Stable machine code for routing — e.g. "wrong_type", "missing_required", "pattern_mismatch". See the README for the full taxonomy.

loc tuple[str | int | None, ...]

(entity, row, field) tuple identifying where the problem was found. Any element may be None for errors that don't apply to a specific row or field (e.g. missing_tab).

msg str

Human-readable description.

input Any

The offending value, if applicable. None for structural errors with no specific cell.

ctx dict[str, Any]

Extra context — for example {"likely_cause": "excel_autoconvert"} when a string field received what looks like an Excel-autoconverted date.

severity Severity

"cell" or "structural". Derived from type.

type instance-attribute

type: str

loc instance-attribute

loc: tuple[str | int | None, ...]

msg class-attribute instance-attribute

msg: str = ''

input class-attribute instance-attribute

input: Any = None

ctx class-attribute instance-attribute

ctx: dict[str, Any] = field(default_factory=dict)

severity class-attribute instance-attribute

severity: Severity = 'cell'

is_structural property

is_structural: bool

is_cell property

is_cell: bool

to_dict

to_dict() -> dict[str, Any]

Serialize to a plain dict suitable for JSON output.

ValidationError

ValidationError(
    errors: list[Error], message: str | None = None
)

Bases: Exception

Raised by halt-by-default projection methods when crease has errors to report.

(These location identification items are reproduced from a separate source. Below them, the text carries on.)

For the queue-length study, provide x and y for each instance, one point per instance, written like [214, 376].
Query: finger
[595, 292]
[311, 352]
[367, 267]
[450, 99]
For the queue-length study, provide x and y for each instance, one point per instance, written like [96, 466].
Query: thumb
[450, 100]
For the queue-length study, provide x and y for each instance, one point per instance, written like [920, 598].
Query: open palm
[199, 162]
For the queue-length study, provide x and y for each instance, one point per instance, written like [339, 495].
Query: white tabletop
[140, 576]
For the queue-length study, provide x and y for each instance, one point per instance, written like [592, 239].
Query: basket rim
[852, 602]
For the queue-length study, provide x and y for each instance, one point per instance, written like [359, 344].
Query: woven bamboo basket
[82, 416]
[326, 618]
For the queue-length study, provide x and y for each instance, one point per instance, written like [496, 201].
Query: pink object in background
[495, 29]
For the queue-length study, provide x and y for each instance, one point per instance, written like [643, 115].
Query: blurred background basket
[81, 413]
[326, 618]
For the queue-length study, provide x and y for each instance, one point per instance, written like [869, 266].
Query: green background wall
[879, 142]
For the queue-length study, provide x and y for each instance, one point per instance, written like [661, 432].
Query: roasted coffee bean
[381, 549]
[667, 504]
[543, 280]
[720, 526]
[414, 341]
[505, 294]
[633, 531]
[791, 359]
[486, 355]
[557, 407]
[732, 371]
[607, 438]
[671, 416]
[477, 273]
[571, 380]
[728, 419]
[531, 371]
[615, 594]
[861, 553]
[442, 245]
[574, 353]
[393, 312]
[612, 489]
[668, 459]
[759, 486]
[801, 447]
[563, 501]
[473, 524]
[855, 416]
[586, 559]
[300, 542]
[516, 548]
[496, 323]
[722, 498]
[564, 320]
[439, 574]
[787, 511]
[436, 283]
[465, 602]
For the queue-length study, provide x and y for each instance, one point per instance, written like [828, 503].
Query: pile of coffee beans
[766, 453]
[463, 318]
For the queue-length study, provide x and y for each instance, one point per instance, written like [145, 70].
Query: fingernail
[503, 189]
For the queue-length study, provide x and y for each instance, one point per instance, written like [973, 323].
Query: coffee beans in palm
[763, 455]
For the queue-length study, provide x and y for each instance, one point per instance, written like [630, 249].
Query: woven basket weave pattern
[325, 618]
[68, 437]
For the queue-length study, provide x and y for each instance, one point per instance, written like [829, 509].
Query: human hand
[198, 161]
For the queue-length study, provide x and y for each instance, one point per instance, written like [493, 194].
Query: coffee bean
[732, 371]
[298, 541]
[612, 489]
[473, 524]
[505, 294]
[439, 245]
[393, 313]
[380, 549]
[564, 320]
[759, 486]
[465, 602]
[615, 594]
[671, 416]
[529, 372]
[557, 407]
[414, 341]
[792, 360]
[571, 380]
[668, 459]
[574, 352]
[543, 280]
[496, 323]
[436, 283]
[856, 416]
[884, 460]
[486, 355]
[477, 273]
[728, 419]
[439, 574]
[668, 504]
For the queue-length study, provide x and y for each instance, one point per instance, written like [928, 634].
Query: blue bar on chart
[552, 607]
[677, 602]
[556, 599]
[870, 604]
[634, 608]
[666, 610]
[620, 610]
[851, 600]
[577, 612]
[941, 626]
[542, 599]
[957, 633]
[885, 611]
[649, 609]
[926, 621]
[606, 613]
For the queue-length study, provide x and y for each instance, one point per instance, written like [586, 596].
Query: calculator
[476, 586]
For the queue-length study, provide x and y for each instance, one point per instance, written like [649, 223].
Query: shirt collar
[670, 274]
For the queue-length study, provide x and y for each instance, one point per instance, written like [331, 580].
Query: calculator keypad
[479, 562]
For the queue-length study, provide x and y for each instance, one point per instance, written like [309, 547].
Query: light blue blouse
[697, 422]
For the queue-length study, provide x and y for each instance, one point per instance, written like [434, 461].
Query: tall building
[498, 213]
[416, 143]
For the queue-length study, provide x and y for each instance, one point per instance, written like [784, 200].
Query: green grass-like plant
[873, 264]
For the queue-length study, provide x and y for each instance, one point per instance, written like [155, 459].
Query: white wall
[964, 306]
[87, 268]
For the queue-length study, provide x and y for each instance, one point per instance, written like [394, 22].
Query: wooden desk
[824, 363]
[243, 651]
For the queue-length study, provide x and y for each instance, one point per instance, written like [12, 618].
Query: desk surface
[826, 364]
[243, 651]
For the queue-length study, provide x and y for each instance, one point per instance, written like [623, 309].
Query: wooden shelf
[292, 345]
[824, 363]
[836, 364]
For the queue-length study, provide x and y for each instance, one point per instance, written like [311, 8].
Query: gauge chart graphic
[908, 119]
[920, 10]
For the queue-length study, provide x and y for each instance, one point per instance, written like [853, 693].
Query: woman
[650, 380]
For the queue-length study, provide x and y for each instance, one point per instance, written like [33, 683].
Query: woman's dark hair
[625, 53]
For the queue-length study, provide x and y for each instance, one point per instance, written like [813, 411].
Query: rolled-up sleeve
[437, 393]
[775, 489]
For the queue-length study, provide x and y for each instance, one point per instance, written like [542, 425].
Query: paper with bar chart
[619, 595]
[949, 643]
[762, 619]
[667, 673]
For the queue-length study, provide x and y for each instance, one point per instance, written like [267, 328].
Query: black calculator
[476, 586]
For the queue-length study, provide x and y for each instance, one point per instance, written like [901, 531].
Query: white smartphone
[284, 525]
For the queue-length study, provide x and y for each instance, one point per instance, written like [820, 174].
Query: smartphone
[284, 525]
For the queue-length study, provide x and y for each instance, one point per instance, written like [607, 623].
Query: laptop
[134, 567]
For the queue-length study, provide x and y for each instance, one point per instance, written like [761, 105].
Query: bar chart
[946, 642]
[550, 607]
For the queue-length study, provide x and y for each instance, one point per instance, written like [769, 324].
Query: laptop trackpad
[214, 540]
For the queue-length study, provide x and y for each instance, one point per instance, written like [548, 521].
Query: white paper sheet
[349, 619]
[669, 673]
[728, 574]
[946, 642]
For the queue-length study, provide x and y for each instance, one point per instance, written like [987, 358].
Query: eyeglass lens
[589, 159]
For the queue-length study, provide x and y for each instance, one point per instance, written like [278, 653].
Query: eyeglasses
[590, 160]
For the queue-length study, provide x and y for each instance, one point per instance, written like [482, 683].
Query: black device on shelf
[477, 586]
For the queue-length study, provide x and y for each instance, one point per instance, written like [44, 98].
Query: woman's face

The exception carries the full Error list — same shape as Report.errors() would have produced. Pattern after Pydantic's ValidationError:

try:
    orders = result.to_pydantic("order", model=Order)
except crease.ValidationError as e:
    for err in e.errors():
        print(err.type, err.loc, err.msg)

errors

errors() -> list[Error]

Return the full list of errors. Same shape as Report.errors().

error_count

error_count() -> int

Error type taxonomy

The error.type field is a stable machine code safe to route on. The full taxonomy is in the README's error table.

blocks: grammar (v2)

These extract-time codes fire when the blocks: grammar can't make sense of a file. All are severity: structural.

error.type Fires when…
block_starts_not_found A tab matches the block's tab_pattern but no cell matches starts_at anywhere in the configured column.
block_unterminated ends_at is configured but no candidate row fires before the next starts_at match or EOF.
capture_no_match A capture with required: true matches zero cells inside a block instance.
capture_multiple_matches A capture with on_multiple: error matches more than one cell inside a block instance.
block_ref_not_found An entity's block: field names a block that isn't declared in template.blocks. Surfaced at Template.model_validate time.

A capture whose value matches the regex but fails to coerce to the declared type (e.g. type: date with a value that doesn't fit any of date_formats) emits the existing wrong_type code, keyed to the capture field.